Cédant à la tentation du soliloque, le personnage n’a d’autre
recours que l’injonction à elle-même. À cet égard, les premiers
mots de la pièce donnent le la : « Commence, Winnie. » […]
« Commence ta journée, Winnie. » (p. 13). Ce procédé réapparaît à
de très nombreuses reprises (p. 16, 17, 25). Ces impératifs sont
le fait d’un bouclage de la communication, d’une parole en circuit
fermé par laquelle Winnie essaie, malgré le néant qui s’insinue
autour d’elle et en elle-même, d’entrer dans une fiction qui n’en
finit pas de se dérober.
« Il y a si peu
qu’on puisse dire. » (p. 61)
En effet, au-delà
d’elle-même, c’est le monde, plus généralement, que Winnie peine à
saisir. Il est vrai que tout se passe comme si le principe
analogique avait phagocyté tous les autres, de sorte que la
distinction et l’opposition, opérations clefs pour la construction
du sens, s’en trouvaient affectées. Ainsi, dès la liste des
personnages, la paronomase des noms propres se conjugue à la
proximité des âges, semblant faire de Winnie et Willie deux faces
d’une même entité. Sur un plan structurel, Beckett paraît employer
une figure de construction qui relève de l’écriture musicale : la
strette. Cette dernière s’appuie sur la répétition. La forme de la
fugue, reposant sur un matériau thématique extrêmement réduit,
s’achève, avant la réexposition finale, par une strette, autrement
dit par une séquence où les différents thèmes développés au cours du
morceau réapparaissent de façon serrée. Or, c’est bien ainsi que se
présente la fin de l’acte I d’Oh les beaux jours.

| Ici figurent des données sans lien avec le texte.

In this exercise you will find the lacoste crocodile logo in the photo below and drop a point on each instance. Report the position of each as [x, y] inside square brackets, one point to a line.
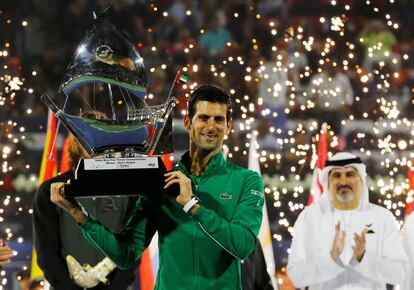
[225, 195]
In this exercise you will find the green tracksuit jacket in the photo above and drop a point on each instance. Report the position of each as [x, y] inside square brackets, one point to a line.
[202, 251]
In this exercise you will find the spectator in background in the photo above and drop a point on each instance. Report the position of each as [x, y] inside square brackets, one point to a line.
[407, 234]
[332, 92]
[214, 40]
[378, 42]
[6, 253]
[273, 89]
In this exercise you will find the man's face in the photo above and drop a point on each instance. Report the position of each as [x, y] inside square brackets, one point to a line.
[208, 126]
[345, 185]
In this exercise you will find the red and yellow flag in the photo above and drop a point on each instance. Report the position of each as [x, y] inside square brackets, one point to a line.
[48, 169]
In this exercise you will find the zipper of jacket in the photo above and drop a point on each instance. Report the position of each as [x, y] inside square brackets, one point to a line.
[195, 243]
[195, 258]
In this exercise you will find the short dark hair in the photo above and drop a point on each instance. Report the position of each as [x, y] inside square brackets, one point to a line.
[209, 93]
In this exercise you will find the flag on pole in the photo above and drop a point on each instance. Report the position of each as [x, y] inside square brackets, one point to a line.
[265, 237]
[48, 169]
[64, 160]
[316, 186]
[409, 204]
[148, 267]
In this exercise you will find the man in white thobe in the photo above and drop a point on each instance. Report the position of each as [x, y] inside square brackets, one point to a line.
[343, 241]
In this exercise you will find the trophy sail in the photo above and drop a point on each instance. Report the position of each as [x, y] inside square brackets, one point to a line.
[107, 69]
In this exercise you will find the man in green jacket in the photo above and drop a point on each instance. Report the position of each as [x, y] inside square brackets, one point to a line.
[209, 227]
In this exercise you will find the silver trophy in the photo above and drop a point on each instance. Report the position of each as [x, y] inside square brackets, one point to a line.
[107, 75]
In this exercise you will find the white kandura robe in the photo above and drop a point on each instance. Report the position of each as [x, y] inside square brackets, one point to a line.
[310, 263]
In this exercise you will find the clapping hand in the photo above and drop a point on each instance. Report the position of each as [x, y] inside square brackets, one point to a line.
[338, 242]
[359, 247]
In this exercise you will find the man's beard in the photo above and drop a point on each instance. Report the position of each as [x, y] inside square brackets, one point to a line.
[346, 197]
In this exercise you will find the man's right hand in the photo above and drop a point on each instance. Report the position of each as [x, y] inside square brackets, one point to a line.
[338, 242]
[70, 205]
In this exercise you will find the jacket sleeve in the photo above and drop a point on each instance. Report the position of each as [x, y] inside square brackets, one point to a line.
[304, 269]
[390, 265]
[47, 240]
[124, 248]
[237, 236]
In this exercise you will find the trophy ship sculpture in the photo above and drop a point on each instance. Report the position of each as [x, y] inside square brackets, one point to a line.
[126, 148]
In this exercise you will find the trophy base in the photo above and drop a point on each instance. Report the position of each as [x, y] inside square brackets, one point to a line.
[119, 176]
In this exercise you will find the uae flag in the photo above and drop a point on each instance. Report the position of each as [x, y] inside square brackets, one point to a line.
[149, 265]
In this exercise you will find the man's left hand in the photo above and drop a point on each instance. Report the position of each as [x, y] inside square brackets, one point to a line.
[185, 186]
[359, 247]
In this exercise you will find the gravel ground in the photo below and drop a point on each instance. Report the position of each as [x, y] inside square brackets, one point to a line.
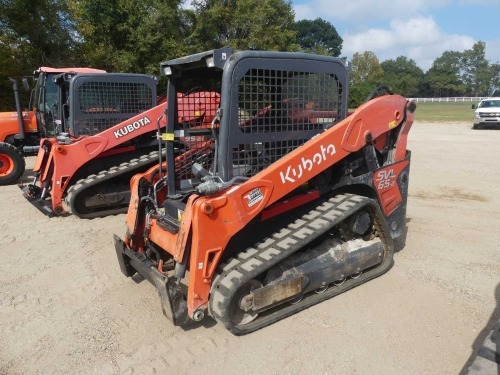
[65, 308]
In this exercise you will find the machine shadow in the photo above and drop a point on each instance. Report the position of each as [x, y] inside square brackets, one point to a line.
[485, 357]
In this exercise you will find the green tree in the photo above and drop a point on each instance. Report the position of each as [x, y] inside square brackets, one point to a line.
[495, 79]
[318, 36]
[33, 34]
[243, 24]
[37, 32]
[403, 76]
[444, 78]
[365, 74]
[476, 73]
[130, 36]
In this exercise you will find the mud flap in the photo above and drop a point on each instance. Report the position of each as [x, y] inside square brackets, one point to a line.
[173, 302]
[44, 206]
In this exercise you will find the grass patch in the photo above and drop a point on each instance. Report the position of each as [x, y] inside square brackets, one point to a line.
[445, 112]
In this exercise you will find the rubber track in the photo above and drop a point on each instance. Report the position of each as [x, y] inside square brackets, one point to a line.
[256, 260]
[105, 176]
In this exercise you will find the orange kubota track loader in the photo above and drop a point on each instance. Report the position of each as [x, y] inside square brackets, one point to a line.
[112, 136]
[286, 202]
[21, 131]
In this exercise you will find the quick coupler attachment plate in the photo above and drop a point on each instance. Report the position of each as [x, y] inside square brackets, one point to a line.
[173, 301]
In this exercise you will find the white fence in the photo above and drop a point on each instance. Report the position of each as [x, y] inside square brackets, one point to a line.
[451, 99]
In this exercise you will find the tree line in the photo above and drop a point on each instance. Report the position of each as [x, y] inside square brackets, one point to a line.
[136, 36]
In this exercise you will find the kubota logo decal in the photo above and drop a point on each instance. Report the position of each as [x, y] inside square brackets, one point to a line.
[254, 197]
[292, 174]
[129, 128]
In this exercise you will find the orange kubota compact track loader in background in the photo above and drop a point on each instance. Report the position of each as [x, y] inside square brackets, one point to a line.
[286, 202]
[111, 136]
[20, 132]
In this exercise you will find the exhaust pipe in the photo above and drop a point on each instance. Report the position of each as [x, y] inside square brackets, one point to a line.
[15, 86]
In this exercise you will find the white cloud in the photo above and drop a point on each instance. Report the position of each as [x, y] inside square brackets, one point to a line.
[417, 38]
[364, 10]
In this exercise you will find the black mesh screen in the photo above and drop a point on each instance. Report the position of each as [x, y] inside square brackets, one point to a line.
[102, 105]
[196, 109]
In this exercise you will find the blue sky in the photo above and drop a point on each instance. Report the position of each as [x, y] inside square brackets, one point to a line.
[418, 29]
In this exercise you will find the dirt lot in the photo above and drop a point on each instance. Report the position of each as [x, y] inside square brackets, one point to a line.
[66, 308]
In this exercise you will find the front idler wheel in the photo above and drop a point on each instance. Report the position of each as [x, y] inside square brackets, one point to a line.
[240, 311]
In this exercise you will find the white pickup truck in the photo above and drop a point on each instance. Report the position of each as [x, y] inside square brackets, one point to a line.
[487, 113]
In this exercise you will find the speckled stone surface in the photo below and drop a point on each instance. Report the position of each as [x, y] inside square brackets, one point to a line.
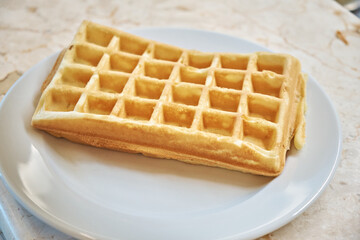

Gestes et propos apparus durant l’acte y sont repris dans les trois
dernières pages : Willie se couvre du mouchoir puis du canotier, lit
le journal, Winnie lit l’étiquette de sa brosse, s’interroge sur le
sens du mot « porc ». Toutes choses qui ont déjà été effectuées
auparavant. Quant à l’acte II, de façon similaire à celui d’En
attendant Godot, qu’est-ce sinon la reprise avec variation de
l’acte I ? « On reparle de tout. » (p. 72) y dit d’ailleurs
Winnie.
Partant il n’est
pas surprenant que la parole du personnage montre des difficultés à
incorporer un monde dont les signes se répètent et se ressemblent.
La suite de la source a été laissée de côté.